CEO Anders Wahrolen said: ‘The acquisition will increase our potential to participate in the development of the sawn timber sector. Jabo has an interesting line of consumer products with a good market growth. Our results were affected by the downturn in the economy and falling pulp prices as a result of reduced demand.’

&#8220Although there is optimism of a deal in the softwood lumber duty dispute between Canada and the US, the tariff has put four Canada companies further into the red with a US$30m bite out of third quarter figures”

AssiDomän, whose profits also fell sharply in the third quarter, is under a friendly offer from Sweden’s state-owned forestry company Sveaskog. It has made a US$1.5bn offer to buy the outstanding shares in a move it says would improve management of the timber market and preserve the country’s natural resources. The deal would give Sveaskog 18.2% of the country’s timberlands.

In North America, companies lamented the affect of the terror attacks on top of an economic slump and overcapacity. Although there was some firming of prices, these were measured against cutbacks in production.

Georgia-Pacific helped create the country’s largest pure timber investment firm with the US$4bn merger between Plum Creek Timber Company and Georgia-Pacific’s The Timber Company. Plum Creek, a real estate investment trust, now owns 7.8 million acres in the main timber-growing regions of 19 states and nine wood product mills in the north-west.

But Georgia-Pacific said prospects for its core timber businesses remained subdued. Third quarter earnings were off by a third, but the cost of selling its pulp and paper facilities to Domtar Inc left a loss of US$182m.

CEO Pete Correll said: ‘We anticipate demand in the building products segment continuing to decline during the fourth quarter. As a result, we are not optimistic about prospects for improved prices in our struc-tural panels or lumber businesses. We have already taken downtime at several plywood plants and sawmills this quarter.’

Louisiana-Pacific Corp, the giant US house building and timber products company, reflected much of the action in the timber, forestry and timber products sector by renewing cost-cutting in the face of third quarter and nine-month losses.

LP lost US$2m on sales of US$636m for the last three months, but without exceptionals would have lost US$14m.

The continuing weak markets for LP’s products and the economic uncertainty caused nine-month losses of US$92m on US$1.8bn sales, compared with profits of US$60m on US$2.4bn sales in 2000.

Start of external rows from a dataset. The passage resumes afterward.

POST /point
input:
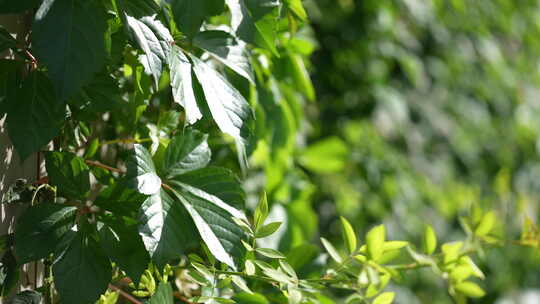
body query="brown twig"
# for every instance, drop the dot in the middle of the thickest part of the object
(124, 294)
(103, 166)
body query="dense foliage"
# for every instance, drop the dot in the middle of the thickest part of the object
(188, 166)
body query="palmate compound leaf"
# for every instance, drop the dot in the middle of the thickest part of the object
(190, 200)
(213, 219)
(186, 152)
(40, 229)
(141, 173)
(166, 228)
(227, 49)
(255, 21)
(182, 84)
(228, 107)
(82, 271)
(189, 15)
(35, 116)
(123, 244)
(154, 40)
(76, 52)
(163, 295)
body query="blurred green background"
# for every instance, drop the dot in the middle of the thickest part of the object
(424, 109)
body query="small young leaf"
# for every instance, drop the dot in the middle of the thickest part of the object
(348, 234)
(141, 173)
(69, 173)
(486, 224)
(163, 294)
(451, 251)
(288, 269)
(238, 281)
(470, 289)
(267, 229)
(27, 297)
(261, 212)
(297, 8)
(375, 241)
(250, 267)
(429, 240)
(295, 295)
(384, 298)
(331, 250)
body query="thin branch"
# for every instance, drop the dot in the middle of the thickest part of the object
(125, 141)
(124, 294)
(182, 298)
(103, 166)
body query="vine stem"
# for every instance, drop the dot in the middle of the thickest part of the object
(124, 294)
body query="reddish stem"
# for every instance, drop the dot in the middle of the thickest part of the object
(125, 295)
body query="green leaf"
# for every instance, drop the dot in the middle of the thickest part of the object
(348, 234)
(255, 21)
(189, 15)
(451, 251)
(163, 295)
(6, 40)
(331, 250)
(102, 94)
(270, 253)
(297, 8)
(384, 298)
(35, 116)
(9, 274)
(182, 84)
(486, 224)
(328, 155)
(10, 75)
(77, 52)
(165, 227)
(470, 289)
(220, 182)
(225, 48)
(154, 40)
(120, 200)
(375, 242)
(213, 219)
(69, 173)
(81, 273)
(12, 7)
(261, 212)
(429, 240)
(267, 230)
(186, 152)
(247, 298)
(124, 246)
(249, 267)
(40, 228)
(27, 297)
(238, 281)
(141, 173)
(301, 75)
(228, 107)
(138, 8)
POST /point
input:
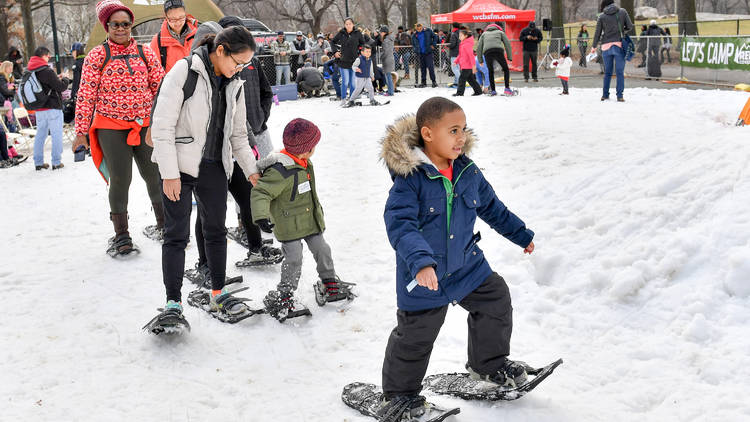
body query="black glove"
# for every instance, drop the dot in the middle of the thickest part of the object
(265, 225)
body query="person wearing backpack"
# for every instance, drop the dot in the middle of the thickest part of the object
(116, 119)
(174, 40)
(200, 125)
(41, 90)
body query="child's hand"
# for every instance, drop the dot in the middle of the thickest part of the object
(426, 277)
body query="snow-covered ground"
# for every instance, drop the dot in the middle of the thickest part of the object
(640, 280)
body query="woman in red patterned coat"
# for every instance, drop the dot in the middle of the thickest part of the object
(119, 83)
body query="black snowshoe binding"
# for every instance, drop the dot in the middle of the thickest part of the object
(266, 255)
(169, 321)
(121, 246)
(154, 232)
(332, 290)
(283, 305)
(368, 400)
(201, 277)
(239, 235)
(225, 306)
(494, 387)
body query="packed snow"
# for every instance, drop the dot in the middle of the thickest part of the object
(640, 279)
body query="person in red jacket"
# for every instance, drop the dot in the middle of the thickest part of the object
(119, 82)
(174, 40)
(467, 62)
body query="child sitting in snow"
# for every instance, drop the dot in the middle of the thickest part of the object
(285, 202)
(562, 68)
(437, 194)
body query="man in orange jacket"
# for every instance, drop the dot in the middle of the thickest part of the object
(176, 36)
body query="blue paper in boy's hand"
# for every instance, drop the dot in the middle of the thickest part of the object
(411, 285)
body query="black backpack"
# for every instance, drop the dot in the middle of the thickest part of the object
(31, 91)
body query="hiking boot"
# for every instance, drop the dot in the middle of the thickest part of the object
(511, 374)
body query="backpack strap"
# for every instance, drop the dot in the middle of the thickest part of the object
(162, 51)
(192, 80)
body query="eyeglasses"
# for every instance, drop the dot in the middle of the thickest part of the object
(239, 65)
(116, 25)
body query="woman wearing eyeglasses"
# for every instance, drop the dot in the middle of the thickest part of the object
(119, 82)
(176, 36)
(195, 139)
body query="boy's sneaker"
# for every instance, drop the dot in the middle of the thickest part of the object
(511, 374)
(402, 408)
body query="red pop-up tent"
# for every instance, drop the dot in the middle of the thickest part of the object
(492, 11)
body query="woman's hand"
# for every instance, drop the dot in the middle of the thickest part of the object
(172, 189)
(80, 141)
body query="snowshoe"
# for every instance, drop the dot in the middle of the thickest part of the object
(121, 246)
(468, 387)
(332, 290)
(201, 276)
(282, 306)
(225, 306)
(239, 235)
(267, 255)
(368, 400)
(154, 232)
(169, 321)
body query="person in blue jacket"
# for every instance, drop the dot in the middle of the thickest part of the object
(424, 43)
(437, 194)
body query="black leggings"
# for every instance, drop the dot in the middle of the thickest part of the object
(210, 190)
(240, 188)
(497, 55)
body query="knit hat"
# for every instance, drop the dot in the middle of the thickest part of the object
(228, 21)
(105, 9)
(300, 136)
(173, 4)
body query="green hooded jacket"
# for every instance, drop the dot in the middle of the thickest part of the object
(285, 194)
(492, 37)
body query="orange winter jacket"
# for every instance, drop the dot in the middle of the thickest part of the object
(168, 49)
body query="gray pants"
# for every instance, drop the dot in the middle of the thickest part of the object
(362, 84)
(263, 141)
(291, 268)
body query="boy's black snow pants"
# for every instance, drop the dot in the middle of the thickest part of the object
(210, 190)
(409, 347)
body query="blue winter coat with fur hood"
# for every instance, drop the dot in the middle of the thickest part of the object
(430, 220)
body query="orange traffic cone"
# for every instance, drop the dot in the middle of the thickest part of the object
(744, 118)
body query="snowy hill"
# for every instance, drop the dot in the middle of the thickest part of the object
(640, 280)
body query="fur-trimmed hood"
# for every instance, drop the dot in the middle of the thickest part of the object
(400, 149)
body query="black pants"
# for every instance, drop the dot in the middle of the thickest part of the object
(427, 63)
(497, 55)
(410, 343)
(240, 188)
(467, 76)
(210, 190)
(529, 56)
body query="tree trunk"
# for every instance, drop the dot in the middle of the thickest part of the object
(558, 20)
(28, 28)
(686, 17)
(4, 20)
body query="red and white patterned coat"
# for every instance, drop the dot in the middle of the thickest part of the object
(115, 93)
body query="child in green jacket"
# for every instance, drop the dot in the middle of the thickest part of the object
(285, 202)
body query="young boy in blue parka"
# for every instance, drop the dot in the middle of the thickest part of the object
(437, 194)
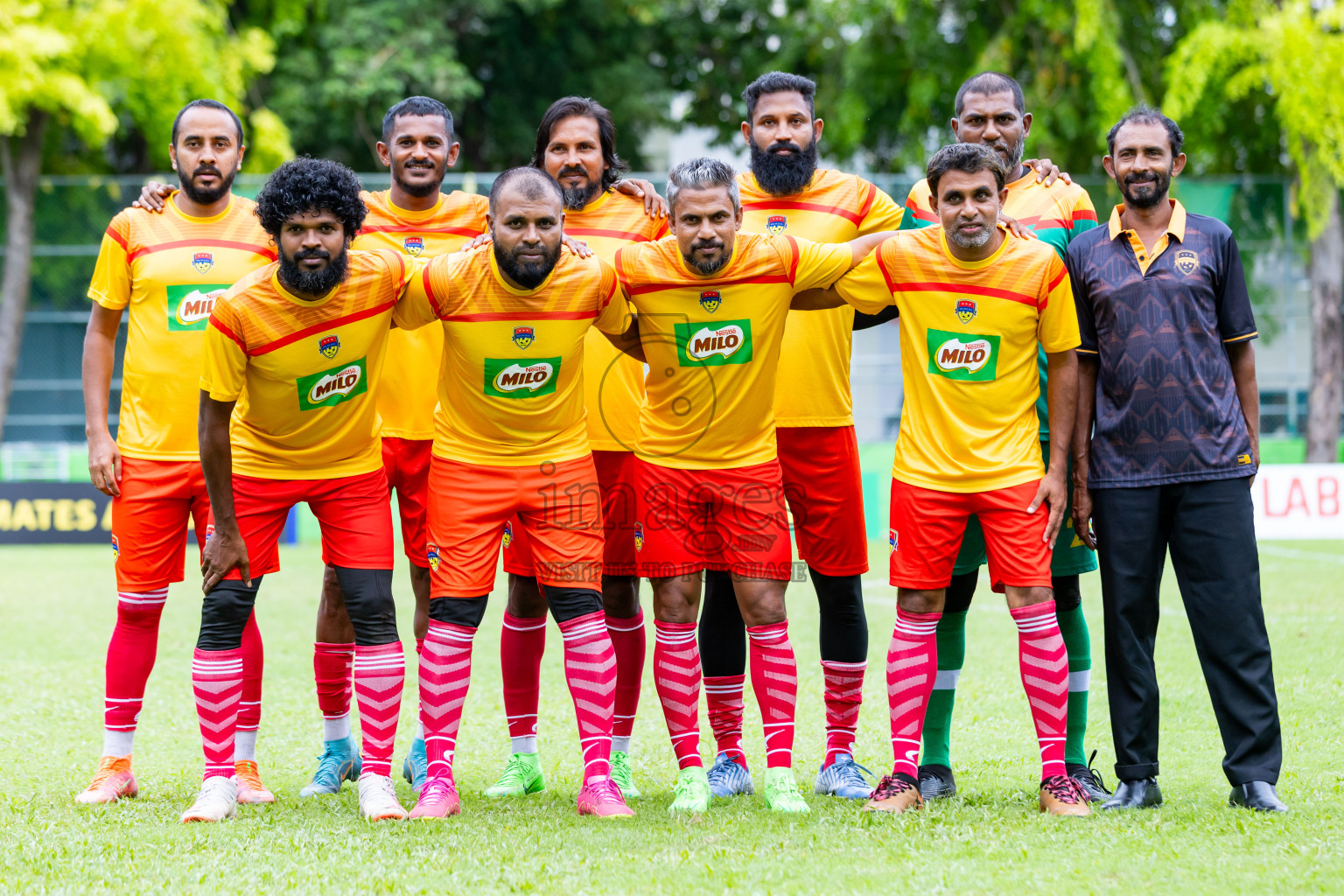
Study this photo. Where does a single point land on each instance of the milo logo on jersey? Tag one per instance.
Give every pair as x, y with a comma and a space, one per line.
332, 387
714, 344
190, 305
521, 376
962, 356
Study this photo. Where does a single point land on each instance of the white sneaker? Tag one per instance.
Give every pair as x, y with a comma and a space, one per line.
217, 801
378, 798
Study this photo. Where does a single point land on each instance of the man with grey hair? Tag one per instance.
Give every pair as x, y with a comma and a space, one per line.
711, 306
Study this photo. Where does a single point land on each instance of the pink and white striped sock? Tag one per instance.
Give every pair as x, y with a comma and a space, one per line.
591, 673
379, 677
774, 679
912, 668
1043, 662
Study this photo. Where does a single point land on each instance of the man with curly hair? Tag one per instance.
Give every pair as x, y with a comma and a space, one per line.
292, 360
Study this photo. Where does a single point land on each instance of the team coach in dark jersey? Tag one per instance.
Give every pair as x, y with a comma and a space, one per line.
1168, 375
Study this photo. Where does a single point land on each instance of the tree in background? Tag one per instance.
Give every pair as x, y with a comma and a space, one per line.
75, 70
1289, 55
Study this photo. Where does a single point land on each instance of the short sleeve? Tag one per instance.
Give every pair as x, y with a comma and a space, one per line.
223, 368
867, 286
110, 284
1236, 320
1057, 324
817, 263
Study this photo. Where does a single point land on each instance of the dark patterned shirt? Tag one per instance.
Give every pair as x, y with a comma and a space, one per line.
1158, 321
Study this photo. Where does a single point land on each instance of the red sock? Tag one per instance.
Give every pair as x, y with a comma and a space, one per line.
912, 668
591, 672
255, 662
445, 676
774, 679
843, 696
629, 644
1043, 662
522, 645
379, 677
331, 669
130, 655
217, 682
676, 673
724, 695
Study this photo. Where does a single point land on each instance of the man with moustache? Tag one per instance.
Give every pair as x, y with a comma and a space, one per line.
1167, 376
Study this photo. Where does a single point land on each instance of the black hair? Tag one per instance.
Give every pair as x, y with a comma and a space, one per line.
311, 185
968, 158
416, 107
533, 183
780, 82
1146, 116
987, 83
207, 103
582, 108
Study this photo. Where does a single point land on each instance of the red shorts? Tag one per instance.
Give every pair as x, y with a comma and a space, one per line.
159, 499
469, 507
729, 520
616, 482
824, 488
406, 465
351, 509
927, 529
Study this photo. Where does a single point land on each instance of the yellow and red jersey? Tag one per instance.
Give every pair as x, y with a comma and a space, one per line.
511, 387
303, 373
168, 270
970, 338
712, 344
613, 382
814, 383
409, 388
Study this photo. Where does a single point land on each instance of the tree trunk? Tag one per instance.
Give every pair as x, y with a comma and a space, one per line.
1326, 396
22, 163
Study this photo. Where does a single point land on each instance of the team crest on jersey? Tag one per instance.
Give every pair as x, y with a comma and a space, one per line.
1187, 262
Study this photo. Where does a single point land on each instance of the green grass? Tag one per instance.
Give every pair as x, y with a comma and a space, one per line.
58, 606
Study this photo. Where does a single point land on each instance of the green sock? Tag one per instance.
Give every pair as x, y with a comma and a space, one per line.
1073, 626
952, 652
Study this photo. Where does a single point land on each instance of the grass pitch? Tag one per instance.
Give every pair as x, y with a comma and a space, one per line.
58, 607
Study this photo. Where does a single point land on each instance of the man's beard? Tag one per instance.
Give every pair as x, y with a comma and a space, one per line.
207, 196
531, 274
784, 175
1161, 182
313, 283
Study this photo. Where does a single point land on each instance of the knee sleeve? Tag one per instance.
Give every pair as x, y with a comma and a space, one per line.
368, 601
460, 612
960, 592
1068, 594
724, 634
571, 604
844, 626
225, 612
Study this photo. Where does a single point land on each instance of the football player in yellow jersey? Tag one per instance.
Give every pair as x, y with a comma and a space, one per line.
511, 442
167, 270
576, 144
292, 361
990, 110
709, 491
976, 304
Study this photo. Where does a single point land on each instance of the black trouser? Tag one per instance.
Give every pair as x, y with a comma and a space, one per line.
1208, 529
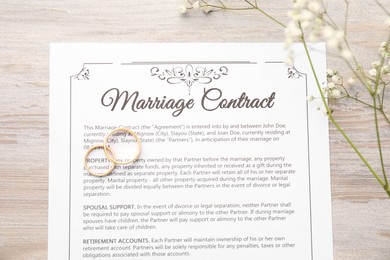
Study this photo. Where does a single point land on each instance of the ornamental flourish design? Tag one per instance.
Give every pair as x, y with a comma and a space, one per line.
189, 75
83, 74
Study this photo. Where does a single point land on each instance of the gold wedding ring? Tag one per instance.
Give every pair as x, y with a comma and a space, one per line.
88, 168
110, 154
111, 157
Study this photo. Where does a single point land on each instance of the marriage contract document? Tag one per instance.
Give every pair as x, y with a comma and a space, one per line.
234, 160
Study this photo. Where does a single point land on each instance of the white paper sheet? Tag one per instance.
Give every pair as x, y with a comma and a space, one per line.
234, 161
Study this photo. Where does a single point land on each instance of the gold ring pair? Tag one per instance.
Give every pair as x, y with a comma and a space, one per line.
110, 154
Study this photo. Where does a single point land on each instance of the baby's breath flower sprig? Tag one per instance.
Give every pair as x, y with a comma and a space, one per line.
310, 20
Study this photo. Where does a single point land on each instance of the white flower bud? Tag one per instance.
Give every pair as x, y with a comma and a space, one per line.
336, 78
387, 21
336, 93
309, 98
346, 54
372, 72
352, 81
331, 85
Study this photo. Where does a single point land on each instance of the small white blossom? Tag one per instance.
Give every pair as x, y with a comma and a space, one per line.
329, 72
346, 54
299, 4
182, 9
293, 31
207, 9
372, 72
333, 43
336, 78
336, 93
352, 81
309, 98
196, 5
385, 69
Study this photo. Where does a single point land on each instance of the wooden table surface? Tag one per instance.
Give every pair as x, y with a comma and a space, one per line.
361, 211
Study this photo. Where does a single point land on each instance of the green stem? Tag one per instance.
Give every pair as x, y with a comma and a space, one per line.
337, 125
265, 14
386, 186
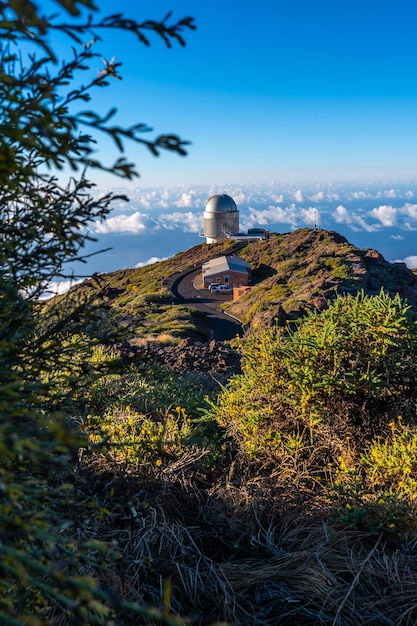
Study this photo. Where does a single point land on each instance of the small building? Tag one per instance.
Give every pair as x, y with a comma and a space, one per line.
226, 270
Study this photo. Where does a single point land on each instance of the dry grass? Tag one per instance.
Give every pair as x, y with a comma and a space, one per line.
234, 554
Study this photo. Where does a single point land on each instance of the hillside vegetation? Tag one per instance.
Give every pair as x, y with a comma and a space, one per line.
292, 274
276, 488
264, 481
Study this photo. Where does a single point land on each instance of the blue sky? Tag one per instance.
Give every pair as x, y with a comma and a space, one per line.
274, 91
281, 100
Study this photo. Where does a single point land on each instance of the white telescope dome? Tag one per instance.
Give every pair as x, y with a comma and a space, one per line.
220, 203
221, 218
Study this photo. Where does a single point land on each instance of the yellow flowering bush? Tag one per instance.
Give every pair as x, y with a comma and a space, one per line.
127, 436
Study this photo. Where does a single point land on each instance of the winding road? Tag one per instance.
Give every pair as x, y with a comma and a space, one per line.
224, 327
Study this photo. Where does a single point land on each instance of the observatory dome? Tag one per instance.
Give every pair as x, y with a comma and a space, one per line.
220, 204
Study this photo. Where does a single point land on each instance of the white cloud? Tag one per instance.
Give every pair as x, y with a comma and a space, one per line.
411, 261
387, 193
135, 223
151, 261
341, 215
190, 222
310, 216
385, 214
318, 197
271, 215
56, 288
410, 210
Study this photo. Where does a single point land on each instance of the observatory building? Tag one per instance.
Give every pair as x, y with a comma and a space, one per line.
221, 218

LP has since cut 160 mid-to-high level corporate positions, introduced a salary and wage freeze, cancelled management bonuses and reduced administrative costs. This is expected to trim US$30m a year.

Stronger position

Mark Suwyn, LP’s chairman and CEO, said: ‘These actions, in addition to those taken earlier in the year, will strengthen LP in the face of a slowing economy and better position the company for when market conditions improve.’

But he added: ‘While we are cautious about the next several quarters, we anticipate an improved operating environment in the second half of 2002 and into 2003 as the fundamentals driving increased demand for housing have not changed.’

Although there is optimism of a deal in the US softwood lumber duty dispute between Canada and the US, the tariff has put four Canadian com- panies further into the red with a US$30m bite out of third quarter figures.

Dispute costs

Slocan Forest Products, Riverside Forest Products, International Forest Products and West Fraser Timber have set aside money for the 19.3% duty with an additional 10% anti-dumping duty, but the US$30m is thought to be just the beginning of the cost of the lumber dispute.

One analyst said: ‘That’s a quarter of a billion dollars a year at least from these four companies alone.’ Only a 50% reduction in the provincial corporate tax rate prevented the companies’ results from being darker.

The countervailing duty, lower North American OSB prices and European panel prices offset improvements in paper at Nexfor, where profits were down US$4m.

CEO Dominic Gammiero said: ‘Our priorities will continue to be cost controls, production efficiencies, minimising working capital and maintaining a strong balance sheet to further grow Nexfor’s core business.’